The report, which examined more than 62,600 stops that were made by D.C. police between July and December of 2019, states black people who were stopped were more than six times as likely to undergo a pat-down or search of their person when compared to white people who were stopped.
“The data reveal concerning trends,” the report said, adding that “more research is needed to determine if the disparities identified in this report arise from racial bias.”
According to the report, African Americans composed 72% of the people stopped during that period of time last year, even though they make up 46.5% of the D.C. population. White people made up only 14.1% of the stops, despite composing 37.1% of the District’s population.
When looking at people under the age of 18 who were stopped by police, 88.6% were black.

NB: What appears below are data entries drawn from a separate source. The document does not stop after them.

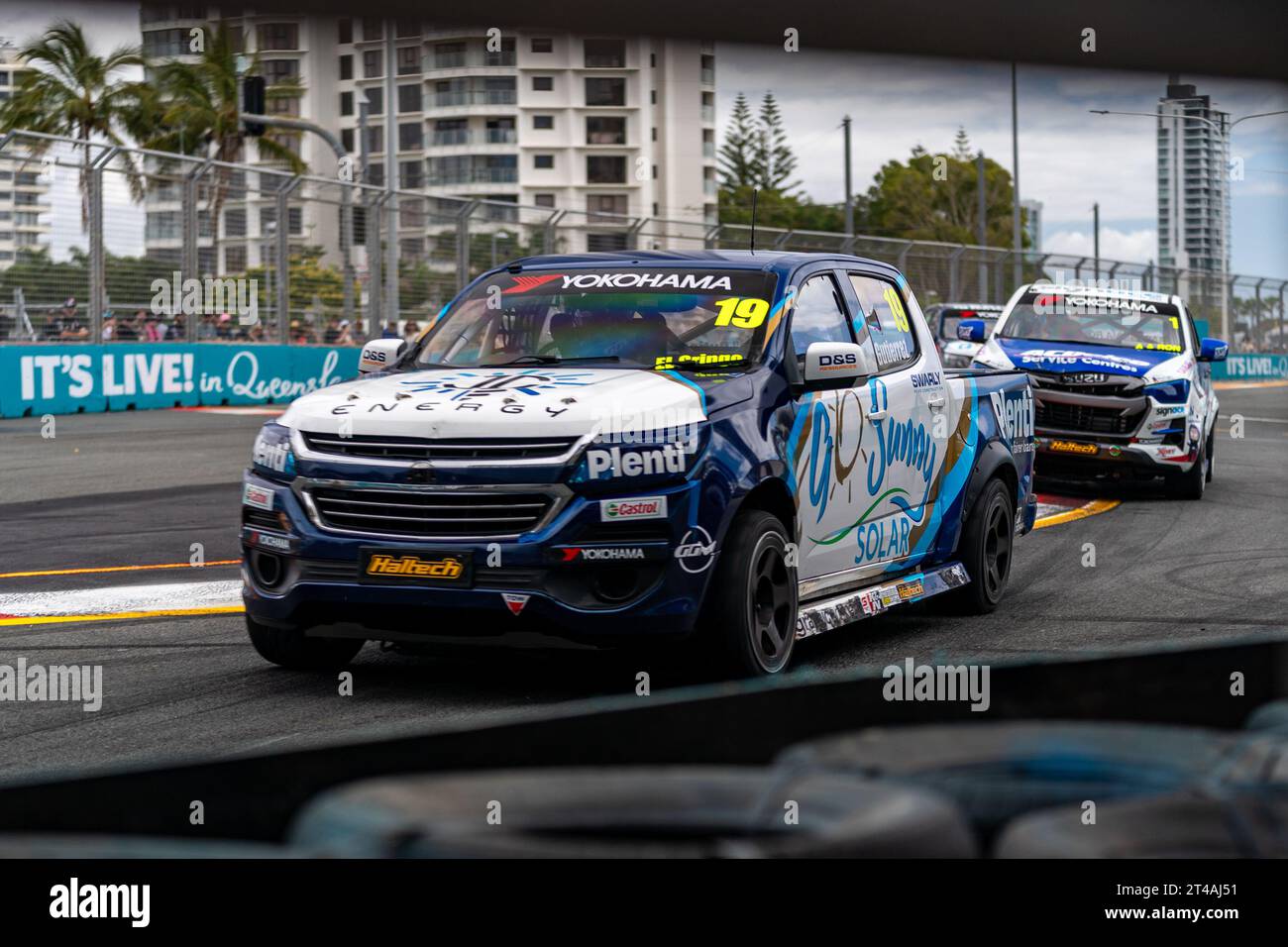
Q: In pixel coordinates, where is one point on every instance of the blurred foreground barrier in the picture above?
(68, 379)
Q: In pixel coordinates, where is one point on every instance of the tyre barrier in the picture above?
(682, 812)
(1000, 771)
(1194, 823)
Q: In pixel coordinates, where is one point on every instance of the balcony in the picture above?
(484, 97)
(451, 137)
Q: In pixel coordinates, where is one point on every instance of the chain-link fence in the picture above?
(125, 244)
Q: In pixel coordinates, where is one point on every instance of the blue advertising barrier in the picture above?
(1250, 368)
(62, 379)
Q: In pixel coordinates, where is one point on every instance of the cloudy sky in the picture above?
(1068, 158)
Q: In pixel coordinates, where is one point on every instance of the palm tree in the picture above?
(193, 110)
(76, 93)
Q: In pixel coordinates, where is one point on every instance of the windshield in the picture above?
(1095, 320)
(670, 318)
(949, 320)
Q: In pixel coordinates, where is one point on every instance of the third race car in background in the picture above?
(944, 318)
(1122, 380)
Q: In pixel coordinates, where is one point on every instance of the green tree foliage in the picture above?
(758, 158)
(735, 157)
(774, 162)
(907, 200)
(73, 91)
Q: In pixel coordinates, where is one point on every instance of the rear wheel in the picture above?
(986, 552)
(750, 613)
(1207, 476)
(290, 648)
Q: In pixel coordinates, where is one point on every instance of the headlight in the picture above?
(1170, 392)
(271, 454)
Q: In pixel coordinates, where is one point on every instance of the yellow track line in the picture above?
(114, 616)
(119, 569)
(1089, 509)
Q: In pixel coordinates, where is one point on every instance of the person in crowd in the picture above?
(128, 328)
(69, 328)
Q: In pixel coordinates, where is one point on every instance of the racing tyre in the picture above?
(1207, 476)
(1189, 484)
(986, 548)
(290, 648)
(750, 615)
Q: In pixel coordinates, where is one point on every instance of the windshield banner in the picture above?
(67, 379)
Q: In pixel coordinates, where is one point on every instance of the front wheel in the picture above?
(750, 615)
(1190, 483)
(986, 552)
(290, 648)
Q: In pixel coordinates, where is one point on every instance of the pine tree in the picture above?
(774, 161)
(735, 154)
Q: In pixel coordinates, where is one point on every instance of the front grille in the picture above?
(1093, 420)
(412, 449)
(261, 518)
(430, 514)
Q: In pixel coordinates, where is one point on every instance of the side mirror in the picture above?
(1212, 351)
(971, 330)
(378, 355)
(831, 361)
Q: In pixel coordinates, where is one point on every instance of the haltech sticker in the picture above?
(408, 566)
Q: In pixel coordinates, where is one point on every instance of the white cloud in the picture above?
(1115, 245)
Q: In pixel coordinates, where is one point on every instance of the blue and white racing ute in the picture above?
(1122, 380)
(748, 447)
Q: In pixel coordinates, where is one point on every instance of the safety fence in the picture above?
(125, 245)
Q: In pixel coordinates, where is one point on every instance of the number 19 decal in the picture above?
(901, 316)
(742, 312)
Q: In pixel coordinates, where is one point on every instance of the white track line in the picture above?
(121, 598)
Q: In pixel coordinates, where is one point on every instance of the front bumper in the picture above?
(526, 583)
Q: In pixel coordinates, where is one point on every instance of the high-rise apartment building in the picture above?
(1193, 182)
(25, 213)
(589, 127)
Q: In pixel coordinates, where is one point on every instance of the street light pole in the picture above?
(849, 188)
(1017, 243)
(982, 226)
(1095, 236)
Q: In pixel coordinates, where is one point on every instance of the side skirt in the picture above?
(824, 615)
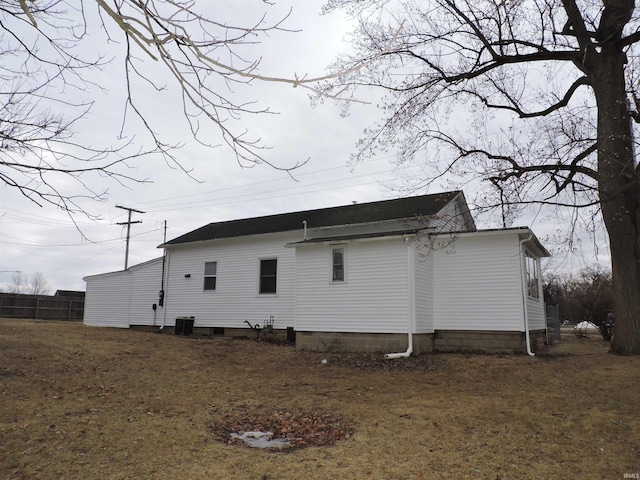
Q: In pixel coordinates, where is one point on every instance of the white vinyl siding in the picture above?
(423, 287)
(477, 283)
(374, 299)
(146, 283)
(125, 298)
(237, 295)
(107, 300)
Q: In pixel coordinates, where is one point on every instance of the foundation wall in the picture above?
(440, 341)
(486, 341)
(361, 342)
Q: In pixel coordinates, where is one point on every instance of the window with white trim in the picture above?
(337, 264)
(210, 275)
(532, 271)
(268, 276)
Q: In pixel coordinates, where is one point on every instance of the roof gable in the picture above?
(360, 213)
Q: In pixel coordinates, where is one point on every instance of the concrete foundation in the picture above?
(439, 341)
(361, 342)
(485, 341)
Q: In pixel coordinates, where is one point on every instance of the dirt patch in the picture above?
(375, 361)
(299, 429)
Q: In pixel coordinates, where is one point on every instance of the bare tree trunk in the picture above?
(619, 190)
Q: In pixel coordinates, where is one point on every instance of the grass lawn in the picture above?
(94, 403)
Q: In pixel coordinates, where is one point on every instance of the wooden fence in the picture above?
(41, 307)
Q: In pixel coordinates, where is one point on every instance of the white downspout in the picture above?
(527, 336)
(411, 288)
(166, 291)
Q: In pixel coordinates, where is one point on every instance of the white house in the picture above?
(399, 276)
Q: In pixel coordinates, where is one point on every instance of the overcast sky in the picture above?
(34, 239)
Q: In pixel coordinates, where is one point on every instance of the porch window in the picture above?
(338, 265)
(532, 272)
(210, 274)
(268, 275)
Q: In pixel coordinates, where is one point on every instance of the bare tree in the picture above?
(535, 98)
(18, 283)
(585, 297)
(48, 76)
(39, 284)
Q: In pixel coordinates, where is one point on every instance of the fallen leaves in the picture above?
(301, 429)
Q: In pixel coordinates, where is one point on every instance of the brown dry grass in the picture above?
(89, 403)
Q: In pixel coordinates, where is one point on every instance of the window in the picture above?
(338, 265)
(532, 273)
(268, 271)
(210, 271)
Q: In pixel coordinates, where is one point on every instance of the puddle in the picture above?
(262, 440)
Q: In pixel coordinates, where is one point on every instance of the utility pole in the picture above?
(128, 224)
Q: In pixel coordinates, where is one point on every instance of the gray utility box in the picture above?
(184, 325)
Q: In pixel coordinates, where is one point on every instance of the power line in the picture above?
(128, 224)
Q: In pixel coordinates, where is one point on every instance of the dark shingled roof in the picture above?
(423, 205)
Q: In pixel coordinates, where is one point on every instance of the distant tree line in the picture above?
(37, 284)
(585, 296)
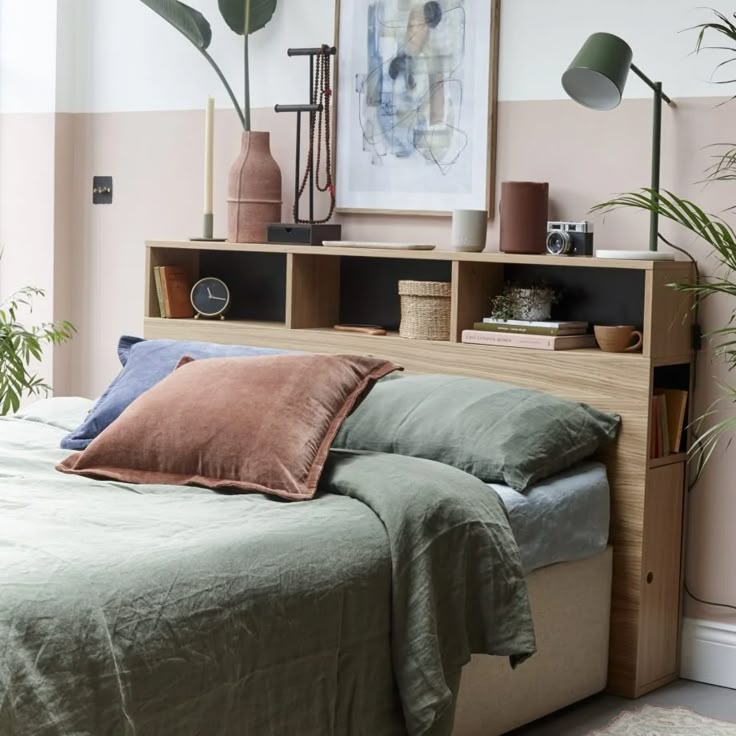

D.C. police are required to keep extensive records on every stop its officers make due to a law passed by the D.C. Council called the “Neighborhood Engagement Achieves Results Act.”
Of stops that resulted in no warning, ticket or arrest, 86.1% were of African Americans.
“In the context of these stops, 91% of the 4,315 people subjected to a search or pat-down of their property or person were black,” the report states. “That almost certainly means that black people composed the vast majority of individuals subjected to stops or searches despite not violating the law.”
According to the report, just 0.8% of stops led to the seizure of a weapon of any kind, despite claims by D.C. police that stops are crucial to removing guns from the streets.
The report claims American policing must be not only reformed but “reimagined,” pointing to the killing of George Floyd in police custody in Minneapolis, Minnesota, last month. The report highlights people who have died in incidents involving police in D.C., including D’Quan Young, Marqueese Alston and Jeffrey Price.